Commencement of learning something is a flow situation – everything is new and flow absorption is present as one struggles to master the skill.  As one progresses, either boredom will ensue because there is no more challenge (the skill has been learned at that level) or anxiety occurs because a bigger challenge than we can cope with presents itself. Either way, one wants to get back to flow, either by overcoming the anxiety challenge by becoming more skilled, or taking on a challenge that will overcome the boredom, thus getting back into flow at a more complex level.

The excerpt above presents a more in-depth understanding of how to exercise our ability to utilize flow in our quest for excellence in everyday living. Our challenge is to be conscious of this activity within ourselves as we greet each new experience or moment in daily life. Mastering our emotions and capitalizing on the choices available in the moment are significant components of living more consciously in a holistic mindset.

Creating flow has to do with moving beyond your weaknesses: emotional and mental barriers or bottlenecks. Awareness of these bottlenecks is necessary to facilitate removing them. Let’s use an example of a jazz musician seeking to flow with other musicians, to improvise.

Thinking about playing still separates the musician from the music, in a sense, even though the sound is there. Playing their instrument with the feeling and passion of improvisation, beyond focusing on the notes, allows the musician to enter the flow of the music. Think about examples of flow in your own life.

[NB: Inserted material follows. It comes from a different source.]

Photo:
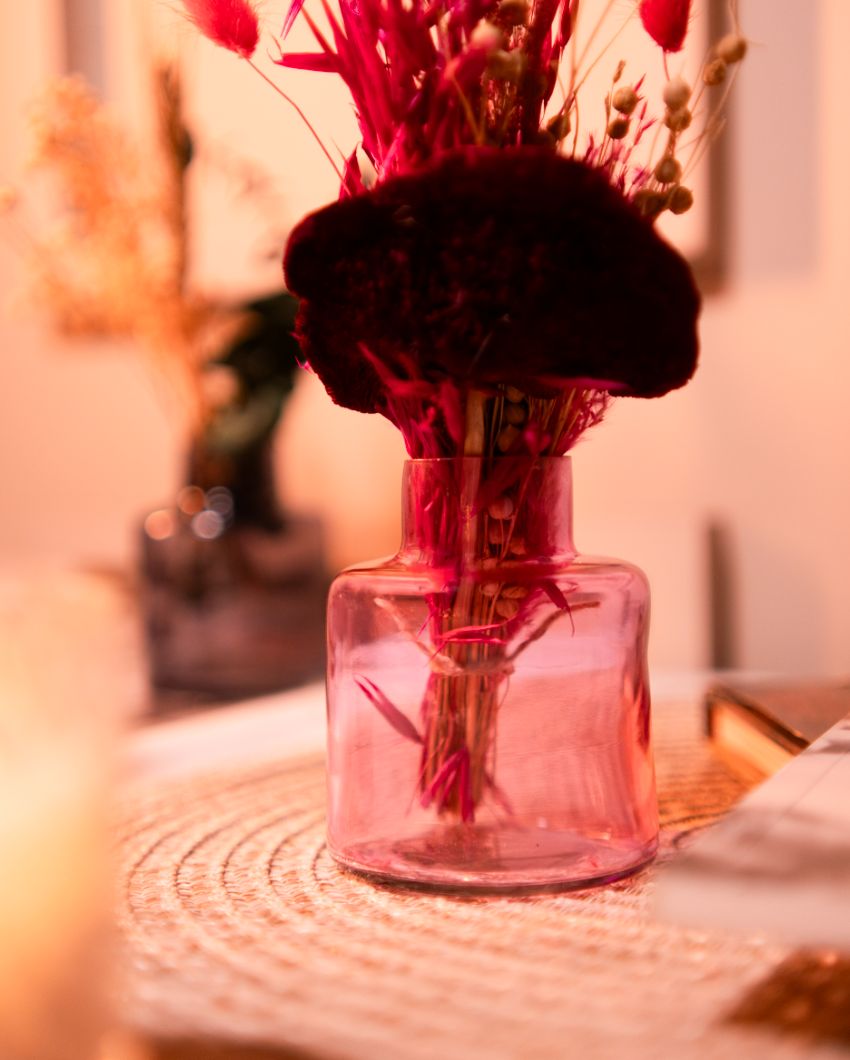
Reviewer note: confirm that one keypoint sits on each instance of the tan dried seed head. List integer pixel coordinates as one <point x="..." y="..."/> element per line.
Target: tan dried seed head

Here’s a challenge: Try listening without thinking to this music I’ve recorded: Outcasts and Social Misfits – Phire It Up

Life is improvisational. Sometimes it flows, sometimes not. We experiment and observe the results. Gaining awareness of new choices is significant. The awareness of these choices must be accompanied by action to garner understanding and wisdom of the new options.

In daily living, we seek optimal experience. We seek to move beyond the constrictions of insecurity, needing approval or security to achieve our desires and a sense of fulfillment. We are our own worst critics, yet we want to be secure in our ability to perform and achieve results.

Laugh often.

Freedom from the desire for an answer is essential to the understanding of a problem. Krishnamurti

Gamma Brain Waves

Brain wave research has long been a staple in quest for understanding how we operate in various states of consciousness. Most recently, the Gamma range has been found to be the fastest in frequency at above 40Hz (some researchers do not distinguish Beta from Gamma waves).

Although little is known about this state of mind, initial research shows Gamma waves are associated with bursts of insight and high-level information processing. Research into peak-performance in sports shows that the Gamma wave arena is pronounced when an athlete is ‘in the zone’ or performing at levels beyond their expectations from being in their own ‘flow.’

What if you could consciously tap into the ‘flow’ in your daily life? Practicing the concepts in this coursework could very well take you there, but it is up to you to become aware of what it ‘feels’ like and use your own mind to produce these states in your daily living. It is as simple as choosing to do so.